The Perfect Match

The Perfect Match
Hari membosankan



Seharian ini Valerie seakan tak semangat. Ia terlalu memikirkan makan malam nanti, ia tak siap dan tak akan pernah siap mendengar perjodohan Ken dengan wanita lain. Beberapa hari ini mereka sudah dekat, namun atas sikap bodohnya yang seakan menolak ia merasa menyesal.


Valerie mencoba membuat dirinya nyaman diatas kursi santai, kaki dan tangannya ia buat serelax mungkin. Tatapannya tertuju pada ranjang berukuran kecil di tengah sana, ia sedikit bersyukur karena shooting iklannya tetap berjalan lancer tanpa kendala pikiran yang tengah membuncah hebat. “Minumlah vitamin ini.” Ella datang tanpa disadari Valerie sebelumnya, ia memberikan beberapa kapsul vitamin dengan segelas air.


“Terimakasih Ella.” Tanpa perdebatan apapun Valerie mengambilnya dan meminum vitamin tersebut, ingin rasanya ia bekerja dengan bebas tanpa perhatian berlebihan dari asistennya, namun Valerie masih sadar, ia bukan robot dan membutuhkan seseorang yang selalu memperingatinya. Kesehatan baginya adalah nomor satu, ia tidak ingin kejadian beberapa tahun lalu terulang. Ia terlalu bersemangat menerima segala job, membuatnya drop dan menginap beberapa hari di rumah sakit, membuat Justin semakin melarangnya dan Valerie harus membujuk agar Justin mengijinkannya kembali.


“Itu memang tugas ku Valerie, jadwal mu begitu padat, aku takut kau sakit. Apa kau sedang ada masalah?” Tanya Ella pelan.

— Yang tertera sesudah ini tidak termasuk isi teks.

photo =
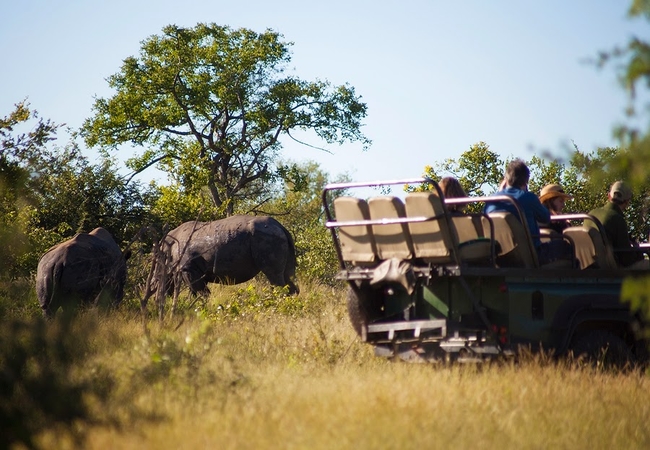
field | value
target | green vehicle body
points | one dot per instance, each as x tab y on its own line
458	311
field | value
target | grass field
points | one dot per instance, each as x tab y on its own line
251	369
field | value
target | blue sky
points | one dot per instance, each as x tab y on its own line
437	76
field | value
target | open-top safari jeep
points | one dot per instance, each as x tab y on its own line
429	285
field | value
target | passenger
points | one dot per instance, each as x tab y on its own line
516	186
613	221
451	188
553	197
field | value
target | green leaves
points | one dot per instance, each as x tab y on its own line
209	105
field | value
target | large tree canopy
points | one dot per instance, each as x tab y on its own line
210	104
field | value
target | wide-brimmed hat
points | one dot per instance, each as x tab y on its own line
551	191
620	191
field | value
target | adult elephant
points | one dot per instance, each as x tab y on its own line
87	269
231	250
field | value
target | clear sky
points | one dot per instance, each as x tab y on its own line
437	75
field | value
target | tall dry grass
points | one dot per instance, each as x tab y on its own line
252	370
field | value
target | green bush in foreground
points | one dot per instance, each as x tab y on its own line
39	387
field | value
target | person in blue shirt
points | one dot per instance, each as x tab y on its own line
515	185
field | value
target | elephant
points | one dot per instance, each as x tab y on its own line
230	251
88	269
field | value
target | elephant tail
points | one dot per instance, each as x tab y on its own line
47	288
290	268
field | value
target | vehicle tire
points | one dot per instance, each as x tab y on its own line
604	348
361	308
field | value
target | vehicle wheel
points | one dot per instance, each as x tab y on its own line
603	348
361	308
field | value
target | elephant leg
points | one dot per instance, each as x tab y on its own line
194	274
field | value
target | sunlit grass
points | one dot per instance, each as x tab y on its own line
251	369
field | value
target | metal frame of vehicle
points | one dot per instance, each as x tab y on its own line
470	311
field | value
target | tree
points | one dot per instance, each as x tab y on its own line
298	205
634	72
210	104
479	171
48	193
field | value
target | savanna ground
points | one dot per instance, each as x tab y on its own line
252	368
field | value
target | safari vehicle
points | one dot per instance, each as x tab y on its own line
429	285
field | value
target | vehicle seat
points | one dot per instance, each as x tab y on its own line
516	248
583	246
437	240
357	242
392	240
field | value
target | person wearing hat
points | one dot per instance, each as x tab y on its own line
515	185
553	197
613	221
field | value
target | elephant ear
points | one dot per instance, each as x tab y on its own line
103	234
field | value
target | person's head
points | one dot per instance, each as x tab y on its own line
451	188
517	174
620	194
553	197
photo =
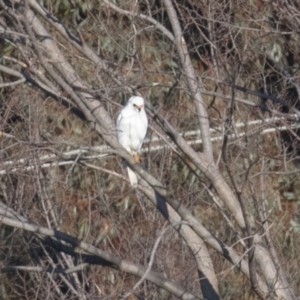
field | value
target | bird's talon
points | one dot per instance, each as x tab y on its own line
137	158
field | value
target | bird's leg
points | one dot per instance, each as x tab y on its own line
136	157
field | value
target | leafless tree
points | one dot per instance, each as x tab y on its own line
215	214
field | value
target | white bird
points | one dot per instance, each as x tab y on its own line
132	124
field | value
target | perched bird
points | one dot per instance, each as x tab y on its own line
132	124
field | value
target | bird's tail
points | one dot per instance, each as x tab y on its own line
132	177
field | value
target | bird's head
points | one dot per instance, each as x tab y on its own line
136	102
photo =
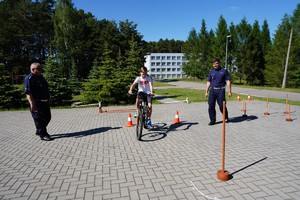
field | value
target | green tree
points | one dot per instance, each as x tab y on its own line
59	87
243	32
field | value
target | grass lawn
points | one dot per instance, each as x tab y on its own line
199	96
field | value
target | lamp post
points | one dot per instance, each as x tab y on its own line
228	36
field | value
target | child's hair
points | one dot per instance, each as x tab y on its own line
143	69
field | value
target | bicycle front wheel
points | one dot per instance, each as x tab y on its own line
139	125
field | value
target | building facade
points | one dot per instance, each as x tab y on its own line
165	65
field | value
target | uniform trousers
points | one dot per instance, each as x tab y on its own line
41	118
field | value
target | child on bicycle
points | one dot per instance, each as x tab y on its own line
145	85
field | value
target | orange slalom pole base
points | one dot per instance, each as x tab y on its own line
289	119
223	175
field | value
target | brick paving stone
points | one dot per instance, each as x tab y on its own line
95	156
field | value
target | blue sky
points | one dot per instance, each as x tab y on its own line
174	19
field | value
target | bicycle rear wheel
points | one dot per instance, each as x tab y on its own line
139	124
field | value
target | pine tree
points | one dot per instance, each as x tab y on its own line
59	87
10	96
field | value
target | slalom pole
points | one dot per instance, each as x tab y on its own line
222	174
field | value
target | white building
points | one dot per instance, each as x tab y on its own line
165	65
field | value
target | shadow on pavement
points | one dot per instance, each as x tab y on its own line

“Apa begitu terlihat?” Tanya Valerie balik. Ella mengangguk. “Aku akan malam dengan keluarga ku dan keluarga sahabat orangtua ku. Mereka akan membahas masalah perjodohan untuk anak mereka, apa menurut mu perjodohan seperti ini masih berlaku?”


Ella tampak berpikir dan mengangguk pelan. “Untuk sebagian orang masih berlaku, karena banyak orangtua yang tidak ingin anaknya salah mendapatkan pasangan.”


“Jika kau dijodohkan apakah kau ingin?”


-


Tak terasa pukul lima sore sudah terlewat, perjalanan begitu padat dan bising dengan suara klakson yang tak sabaran. “Apakah ada jalan lain?” Tanya Ella pada supir disebelahnya, ia melihat raut wajah Valerie yang sudah tampak bosan dengan laju mobil yang benar-benar tersendat. Tampak supir itu mulai membelokan mobil pada jalan yang lebih lenggang, namun ia mengatakan jalur ini lebih jauh. Valerie tidak mempermasalahkan hal itu, baginya lebih lama mungkin lebih bagus, membuatnya tidak bisa datang keacara makan malam itu dan keluarganya akan percaya jika supir kakeknya ini yang mengatakan bahwa mereka terjebak dijalanan.


Harapan nya tidak berhasil, mereka sampai di rumah Alex pukul 6. Dengan malas ia berjalan masuk, bersiap dan berdandan seperti biasanya, sedikit berdebar dengan siapa ia akan bertemu saat ini. Suara ketukan pintu kamar menyadarkan Valerie yang tengah duduk didepan kursi rias. Membuatnya berdiri dan melihat kembali penampilannya.